Her yönetmenin bir yakışıklı oyuncusunun olduğu Yeşilçam Jönler Çağı'nda dünya çapında bir film...
Gariptir ki bana göre Türk Sineması'nın açık ara en duygusal filmi olmasına rağmen Tarık Akan'ın demesiyle film gişede büyük bir hüsran yaşamıştır... Yani film, döneminde Türkiye çapında bir film olamamıştır. Yönetmen Ertem Eğilmez, Tarık Akan'a "bu film tutmaz" demiş ve haklı çıkmıştır ancak biz de zaman filme hakettiği değeri vermiş desek pek de yanılmayız.
Halit Akçatepe, Tarık Akan, Kahraman Kıral ve dönemin "Eğilmez" oyuncularının döktürdüğü bir filmdir ki çocuk oyuncu Kahraman Kıral benzer bir performansı da Hülya Koçyiğit'in devleştiği "Gelin" filminde sergilemiştir. Kıral'ın küçük yaşta öldüğüne dair bir mit oluşsa da (tahtaya vurun) mobilyacılık yaparak hayatını idame ettirmektedir. Demeden edemeyeceğim Gelin filminde kurbanlık koçun üzerindeyken elindeki yemleri koça yedirdiği sahne benim unutulmazlarımdandır.

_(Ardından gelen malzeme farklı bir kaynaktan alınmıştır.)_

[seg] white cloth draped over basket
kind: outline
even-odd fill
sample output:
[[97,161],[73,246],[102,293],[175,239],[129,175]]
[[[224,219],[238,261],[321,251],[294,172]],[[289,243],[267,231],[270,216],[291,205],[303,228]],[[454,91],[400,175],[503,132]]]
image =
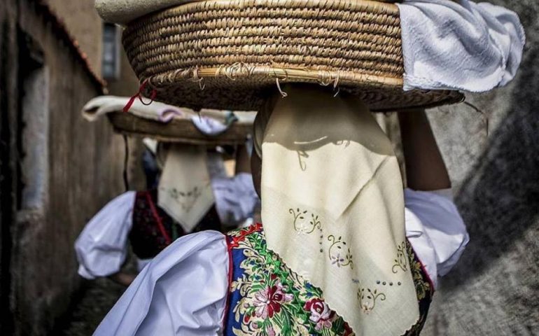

Cahit Berkay'la birlikte bir dönemin film müziklerine damgasını vuran Cahit Oben'in tınıları da bam teliniz kopmuşçasına bir hisse neden olur, ağlarsınız...
Hazır cevaplıkta mı yoksa senaristlikte mi daha iyi olduğunu bilemediğim Sadık Şendil de külliyatının en sağlam eserini yazmıştır... Doğumumdan 3 gün sonra ölmüş olması da beni üzmüştür ki çok ağladım o günler çok :P
Bu film fena halde geç kalmışlığı hatırlatıyor bana. Hani olur ya elinizden geleni yapmışsınız yine de olmamıştır, işte o zamanlar o son sahneyi hatırlarım.